The 26S proteasome is a large protein complex found in all eukaryotes. It controls the degradation of a wide range of proteins in the cell, and thus it is crucial for homeostasis, regulated cell division and apoptosis. It is known that specific signals (called degrons) on the substrates are recognised by the proteasome, including ubiquitin and a disordered region. The main focus of this thesis is to better understand how the ubiquitin containing degron binds to intrinsic ubiquitin receptors in the 26S proteasome and how the architecture of the degradation signal influences the affinity of the interaction.

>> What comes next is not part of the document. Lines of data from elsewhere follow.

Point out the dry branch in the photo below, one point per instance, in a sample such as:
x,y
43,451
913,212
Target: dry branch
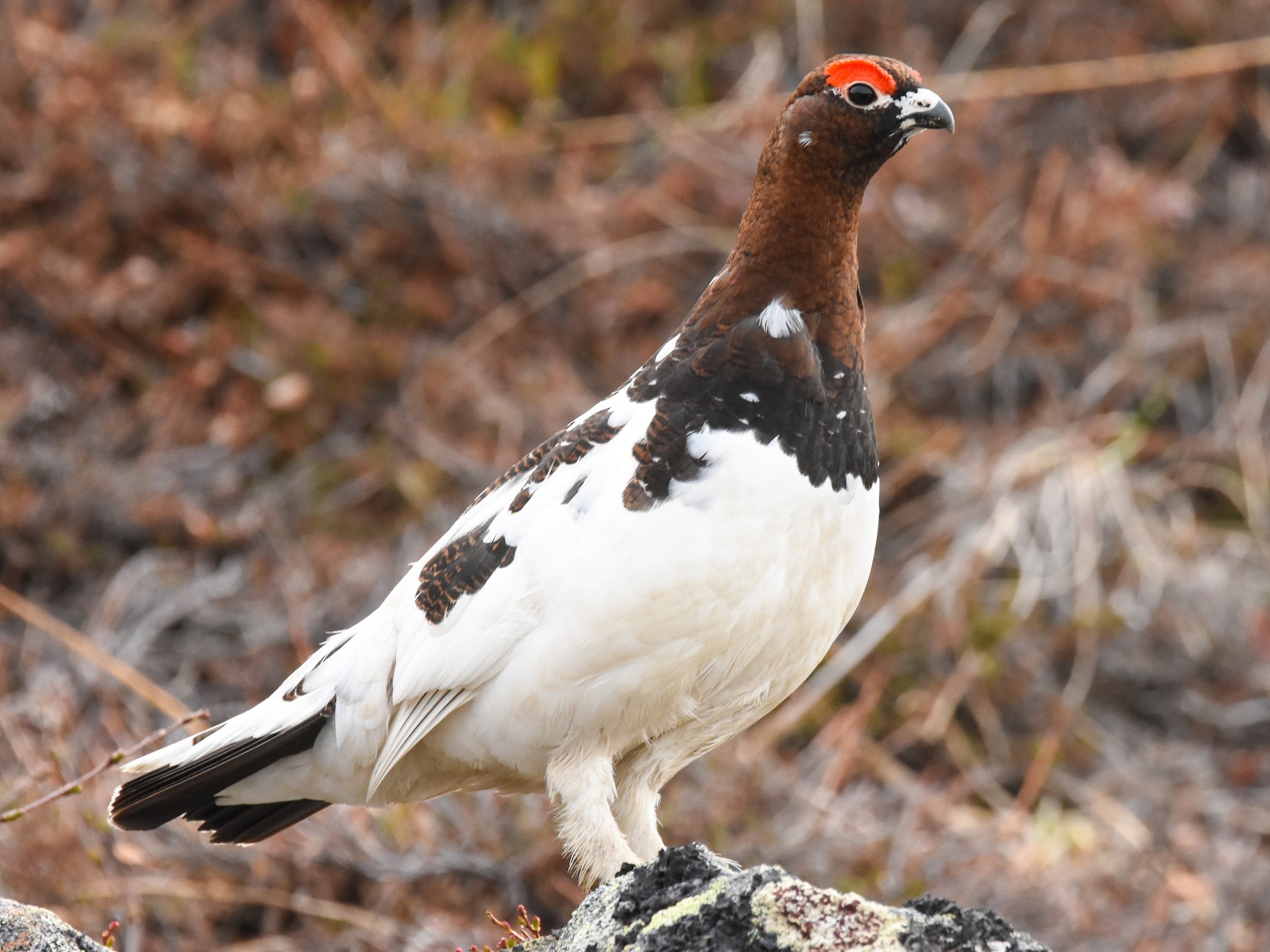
x,y
126,674
119,757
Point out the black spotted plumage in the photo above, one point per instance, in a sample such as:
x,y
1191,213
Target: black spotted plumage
x,y
460,569
813,406
567,447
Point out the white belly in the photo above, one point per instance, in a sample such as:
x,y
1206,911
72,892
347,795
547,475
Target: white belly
x,y
715,604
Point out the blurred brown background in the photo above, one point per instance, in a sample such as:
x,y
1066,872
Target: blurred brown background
x,y
282,285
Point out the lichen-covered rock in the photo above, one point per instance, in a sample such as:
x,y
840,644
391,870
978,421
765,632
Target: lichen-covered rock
x,y
35,929
689,899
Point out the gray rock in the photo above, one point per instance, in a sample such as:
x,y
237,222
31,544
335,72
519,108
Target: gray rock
x,y
689,899
35,929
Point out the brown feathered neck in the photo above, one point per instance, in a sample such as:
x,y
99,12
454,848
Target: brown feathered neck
x,y
798,238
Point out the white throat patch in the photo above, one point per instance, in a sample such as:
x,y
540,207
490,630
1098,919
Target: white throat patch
x,y
781,322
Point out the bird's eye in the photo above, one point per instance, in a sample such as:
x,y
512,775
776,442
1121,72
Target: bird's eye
x,y
861,94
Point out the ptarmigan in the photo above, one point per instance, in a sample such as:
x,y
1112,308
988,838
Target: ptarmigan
x,y
643,585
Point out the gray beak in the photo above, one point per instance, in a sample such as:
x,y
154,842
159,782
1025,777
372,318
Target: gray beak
x,y
924,109
939,117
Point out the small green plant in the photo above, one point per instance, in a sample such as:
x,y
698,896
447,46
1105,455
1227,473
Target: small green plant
x,y
526,928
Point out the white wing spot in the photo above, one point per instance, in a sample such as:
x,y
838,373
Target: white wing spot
x,y
781,322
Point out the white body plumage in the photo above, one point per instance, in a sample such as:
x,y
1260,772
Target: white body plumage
x,y
615,637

Firstly, I optimised the purification of the human 26S proteasome, resulting in a high yield and purity sample. I showed that my 26S proteasome sample is fully functional – can recognise and bind the substrate, unfold it, translocate it into the proteolytic chamber and digest it to small peptides. I also investigated the stability of the 26S proteasome and discovered some novel insights about divalent cation effects on the proteasome activity.

During this project I prepared and optimised a large number of model degrons with variable lengths and composition of their disordered regions. Degron optimisation was an iterative process, thus during my project I designed, cloned, purified and characterised more than 50 different proteins. I found the best binding degron, co-purified it with the human 26S proteasome and obtained a homogeneous sample suitable for structural studies.

Finally, I solved two cryo-EM structures of the degron-bound 26S proteasome. The structures revealed two novel conformations of the proteasome and the subunits responsible for the interaction with the ubiquitin. Using the solved molecular models, together with biophysical data obtained during the project, I explored the mechanistic details of the ubiquitin recognition and conformational changes of the 26S proteasome upon the interaction with a degradation signal.